Świat przypomina staroświecką pocztówkę, taką czarno-białą. Grudzień nadal przypomina listopad z jego pluchami, szarym niebem, wszechobecnym deszczem i tęsknotą za słońcem. Biel śniegu istnieje tylko na kartach powieści o tematyce bożonarodzeniowej. Dziś o poranku światek P. na chwilkę zalśnił bielą pierwszego śnieżku, po którym nie ma już śladu...

Jakoś dziwnie w tym roku nie czuję ekscytacji z okazji Świąt, jakoś mało mnie w przygotowaniach, niby coś robię, niby planuję, a nie ma w tym dawnej radości i nie wiem, dlaczego tak jest...

Popołudnia moje są bardzo domowe. Słucham piosenek z płyty Marka Niedźwieckiego "Muzyka ciszy" i jest mi dobrze z nastrojami, jakie ze sobą przynoszą. Złocę czas płomykami świec, czytam, uciekam myślami do świąt z dzieciństwa. Może dlatego że dwa dni temu obchodziłam kolejną rocznicę urodzin i zawsze w tym dniu myślę z wdzięcznością o moich rodzicach, patrzę na nasze wspólne zdjęcie, na którym mam rok i jest to początek mojej Drogi...

Dziś na szkolnym kiermaszu świątecznym zakupiłam pierniczki, są jak małe dzieła sztuki, piękniejszych bym nie upiekła...

W pracy tyle się dzieje, przygotowuję z koleżanką jasełka, czeka nas wyjazd do Opery na "Dziadka do orzechów", szkolna Wigilia...

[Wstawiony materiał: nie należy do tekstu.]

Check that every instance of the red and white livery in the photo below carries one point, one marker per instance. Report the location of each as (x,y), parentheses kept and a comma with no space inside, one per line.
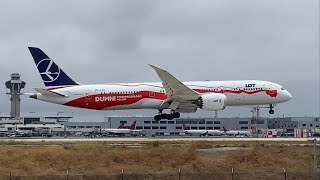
(178,97)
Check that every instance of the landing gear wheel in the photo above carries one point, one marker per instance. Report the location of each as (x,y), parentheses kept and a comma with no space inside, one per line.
(170,116)
(157,117)
(176,115)
(271,111)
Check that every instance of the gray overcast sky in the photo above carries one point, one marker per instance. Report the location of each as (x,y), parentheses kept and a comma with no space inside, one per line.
(113,41)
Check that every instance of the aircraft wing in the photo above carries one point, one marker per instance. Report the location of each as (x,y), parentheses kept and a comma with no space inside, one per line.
(179,95)
(46,92)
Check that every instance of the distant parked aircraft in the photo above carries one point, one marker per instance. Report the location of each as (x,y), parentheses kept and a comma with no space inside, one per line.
(178,97)
(199,132)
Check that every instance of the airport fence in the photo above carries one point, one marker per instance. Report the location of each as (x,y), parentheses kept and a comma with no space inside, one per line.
(232,175)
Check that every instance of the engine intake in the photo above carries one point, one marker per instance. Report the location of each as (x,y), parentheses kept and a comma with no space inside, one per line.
(212,101)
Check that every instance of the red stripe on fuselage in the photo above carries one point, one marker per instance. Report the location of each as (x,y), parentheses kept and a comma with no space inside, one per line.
(103,101)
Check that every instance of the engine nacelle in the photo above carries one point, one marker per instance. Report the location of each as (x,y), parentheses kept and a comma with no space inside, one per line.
(212,101)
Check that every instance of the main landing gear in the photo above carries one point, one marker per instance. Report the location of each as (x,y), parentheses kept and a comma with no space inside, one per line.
(170,116)
(271,111)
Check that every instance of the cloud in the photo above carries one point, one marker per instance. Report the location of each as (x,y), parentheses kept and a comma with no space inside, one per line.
(113,41)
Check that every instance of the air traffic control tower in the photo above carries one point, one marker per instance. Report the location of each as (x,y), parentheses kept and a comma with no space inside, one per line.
(15,85)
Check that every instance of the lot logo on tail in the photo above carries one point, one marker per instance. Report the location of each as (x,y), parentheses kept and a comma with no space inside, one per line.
(49,71)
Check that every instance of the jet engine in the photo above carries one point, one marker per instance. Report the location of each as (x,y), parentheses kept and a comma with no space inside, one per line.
(212,101)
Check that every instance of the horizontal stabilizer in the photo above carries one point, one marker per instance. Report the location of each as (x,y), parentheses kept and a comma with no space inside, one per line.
(46,92)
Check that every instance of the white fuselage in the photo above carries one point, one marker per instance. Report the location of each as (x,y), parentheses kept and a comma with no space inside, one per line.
(152,95)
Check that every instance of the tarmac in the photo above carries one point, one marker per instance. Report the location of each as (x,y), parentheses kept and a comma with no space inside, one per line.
(150,139)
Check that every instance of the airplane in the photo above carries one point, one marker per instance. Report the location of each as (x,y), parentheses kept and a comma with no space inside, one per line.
(236,133)
(121,130)
(199,132)
(170,94)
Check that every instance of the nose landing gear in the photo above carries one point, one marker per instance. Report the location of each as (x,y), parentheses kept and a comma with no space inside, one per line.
(271,111)
(170,116)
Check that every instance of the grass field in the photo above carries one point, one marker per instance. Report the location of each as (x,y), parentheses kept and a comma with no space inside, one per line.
(93,158)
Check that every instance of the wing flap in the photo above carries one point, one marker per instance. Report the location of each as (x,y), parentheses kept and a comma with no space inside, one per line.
(175,89)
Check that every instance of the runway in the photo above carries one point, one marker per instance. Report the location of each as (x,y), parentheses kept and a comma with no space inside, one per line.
(151,139)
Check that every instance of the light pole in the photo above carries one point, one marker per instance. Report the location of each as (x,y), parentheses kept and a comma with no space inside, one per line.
(315,159)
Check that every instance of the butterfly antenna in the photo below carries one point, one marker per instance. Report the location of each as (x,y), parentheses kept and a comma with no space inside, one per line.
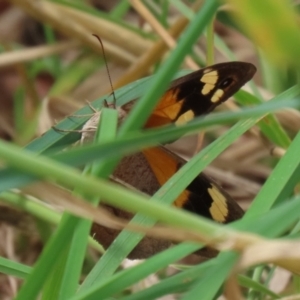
(105,60)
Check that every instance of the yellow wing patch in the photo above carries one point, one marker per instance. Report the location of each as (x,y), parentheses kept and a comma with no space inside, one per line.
(217,96)
(218,209)
(186,117)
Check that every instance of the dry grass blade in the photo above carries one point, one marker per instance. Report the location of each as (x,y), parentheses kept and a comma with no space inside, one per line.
(45,11)
(25,55)
(225,240)
(283,253)
(164,34)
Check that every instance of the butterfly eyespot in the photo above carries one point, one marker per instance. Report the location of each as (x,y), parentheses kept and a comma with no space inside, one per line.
(225,83)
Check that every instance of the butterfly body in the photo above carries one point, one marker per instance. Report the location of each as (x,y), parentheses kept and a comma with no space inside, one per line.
(192,95)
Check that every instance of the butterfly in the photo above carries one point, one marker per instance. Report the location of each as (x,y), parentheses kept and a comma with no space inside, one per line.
(192,95)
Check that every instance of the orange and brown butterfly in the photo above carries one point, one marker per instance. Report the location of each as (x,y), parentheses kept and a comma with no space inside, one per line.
(192,95)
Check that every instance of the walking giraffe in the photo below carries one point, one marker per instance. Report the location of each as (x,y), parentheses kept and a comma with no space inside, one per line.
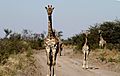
(51,44)
(102,42)
(86,51)
(60,41)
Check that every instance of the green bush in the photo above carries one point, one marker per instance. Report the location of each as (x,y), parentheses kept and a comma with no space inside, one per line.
(8,47)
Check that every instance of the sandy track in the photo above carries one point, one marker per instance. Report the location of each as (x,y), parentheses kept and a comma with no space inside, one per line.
(67,66)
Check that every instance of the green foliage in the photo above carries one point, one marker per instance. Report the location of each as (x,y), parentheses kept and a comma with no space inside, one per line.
(110,33)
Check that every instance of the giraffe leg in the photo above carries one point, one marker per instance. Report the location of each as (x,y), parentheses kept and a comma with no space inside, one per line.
(49,70)
(54,70)
(84,61)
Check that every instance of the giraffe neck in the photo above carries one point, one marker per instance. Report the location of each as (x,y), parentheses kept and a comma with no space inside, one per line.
(85,41)
(50,30)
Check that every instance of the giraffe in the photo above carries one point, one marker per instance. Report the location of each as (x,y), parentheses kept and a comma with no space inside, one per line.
(60,42)
(102,42)
(85,50)
(51,44)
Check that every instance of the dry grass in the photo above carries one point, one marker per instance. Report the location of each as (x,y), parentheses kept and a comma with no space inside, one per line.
(16,64)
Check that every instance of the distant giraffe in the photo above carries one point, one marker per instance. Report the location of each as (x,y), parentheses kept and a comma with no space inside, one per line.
(60,42)
(51,44)
(86,51)
(102,42)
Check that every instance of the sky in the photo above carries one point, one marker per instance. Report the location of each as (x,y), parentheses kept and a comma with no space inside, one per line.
(69,16)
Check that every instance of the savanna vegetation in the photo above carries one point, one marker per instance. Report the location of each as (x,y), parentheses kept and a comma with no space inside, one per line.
(16,51)
(110,33)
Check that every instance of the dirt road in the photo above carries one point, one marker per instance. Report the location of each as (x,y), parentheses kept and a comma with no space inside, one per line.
(67,66)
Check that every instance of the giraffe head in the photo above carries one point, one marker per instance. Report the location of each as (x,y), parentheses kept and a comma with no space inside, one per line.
(87,33)
(49,9)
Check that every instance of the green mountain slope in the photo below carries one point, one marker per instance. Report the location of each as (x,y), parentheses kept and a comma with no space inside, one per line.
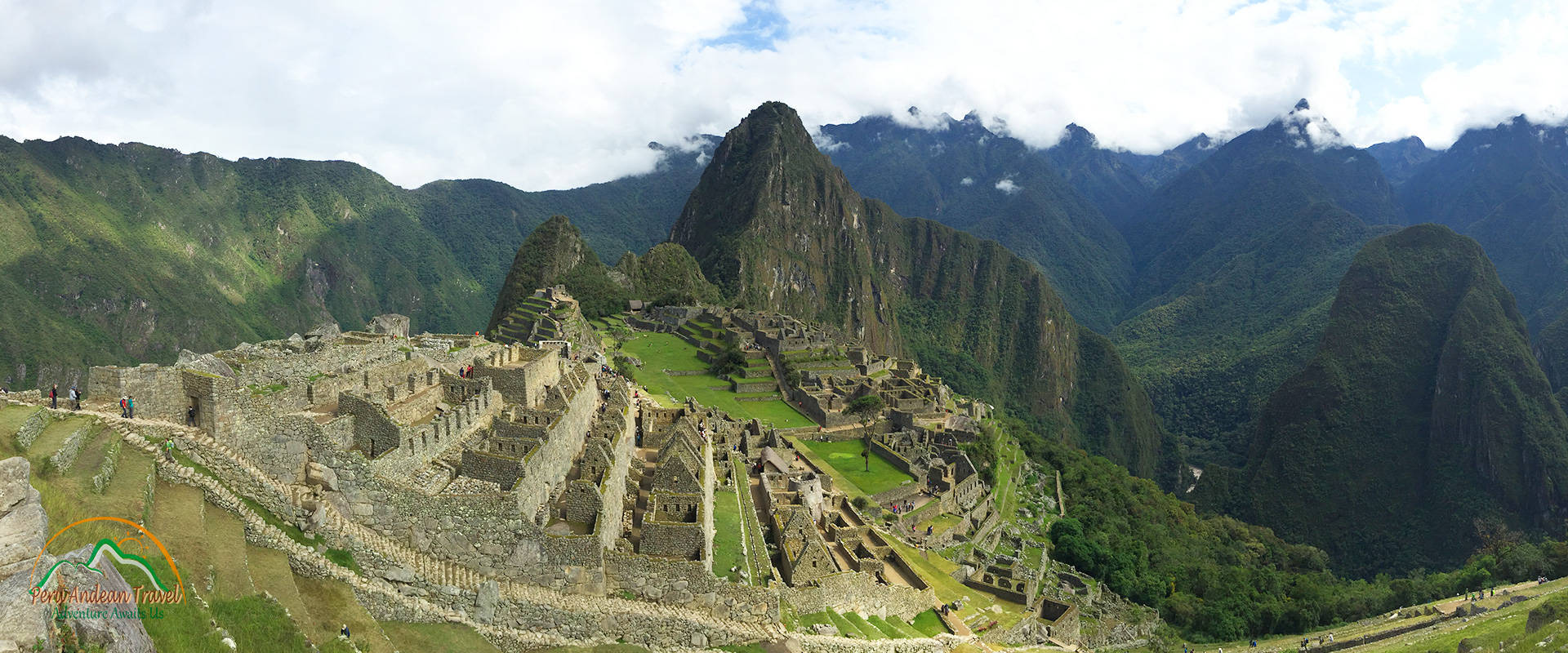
(995,187)
(778,228)
(121,254)
(1236,264)
(1506,187)
(1401,158)
(1099,174)
(1421,412)
(131,252)
(557,254)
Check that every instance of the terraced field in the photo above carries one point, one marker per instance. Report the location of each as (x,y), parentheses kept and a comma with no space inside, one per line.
(226,576)
(671,370)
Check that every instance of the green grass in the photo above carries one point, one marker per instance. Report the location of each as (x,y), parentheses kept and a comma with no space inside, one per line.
(436,637)
(894,627)
(259,625)
(844,625)
(929,624)
(666,351)
(758,555)
(844,456)
(728,550)
(342,557)
(333,605)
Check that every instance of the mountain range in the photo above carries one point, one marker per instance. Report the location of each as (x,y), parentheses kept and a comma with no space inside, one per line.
(1254,307)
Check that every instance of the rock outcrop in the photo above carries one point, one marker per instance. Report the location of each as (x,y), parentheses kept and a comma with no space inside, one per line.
(22,533)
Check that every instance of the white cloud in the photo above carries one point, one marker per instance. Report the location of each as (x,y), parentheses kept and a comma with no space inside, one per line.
(560,95)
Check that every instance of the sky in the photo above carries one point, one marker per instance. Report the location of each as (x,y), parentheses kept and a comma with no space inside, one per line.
(559,95)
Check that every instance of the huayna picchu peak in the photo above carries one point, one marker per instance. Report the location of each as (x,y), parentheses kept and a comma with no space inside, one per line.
(1027,327)
(778,228)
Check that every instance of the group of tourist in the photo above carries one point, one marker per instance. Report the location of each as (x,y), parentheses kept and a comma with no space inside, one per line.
(74,395)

Tak szybko mija ten grudzień, tak szybko mija ten rok...

środa, 27 listopada 2019

O listopadzie...

Wokół słyszę narzekania na listopad, na jego szarość, brak światła, fruwające w powietrzu chandry. A tegoroczny nie jest przecież najgorszy. Jeszcze na drzewach resztki liści barwnych się trzymają, bo wiatry jakieś łaskawe, a i przymrozków nie było, przynajmniej u mnie. Niezmiennie doszukuję się w listopadzie pozytywów, jak choćby tego, że już o 16 świat spowity jest w aksamit mroku i można zapalić świeczki i złocić czas. Jakże długie są listopadowe popołudnia i wieczory, jak przytulnie można je spędzić w zaciszu swojego domu...

Lubię listopadowy świat, pachnący wilgotnym drewnem, mokrą ziemią, ulotnością jakowąś. Lubię hebanowe gałęzie drzew wyraziście rysujące się na szarym niebie, grę nikłego światła na kolorach, których coraz mniej w pejzażu. W listopadzie bardziej smakuje mi herbata, parzę ją w imbryku i celebruję jej picie. I poezji potrzebuję bardziej. Ostatnio zaczytuję się Jesieninem, Achmatową i Cwietajewą i jakoś bliskie są mi te meandry rosyjskiej duszy...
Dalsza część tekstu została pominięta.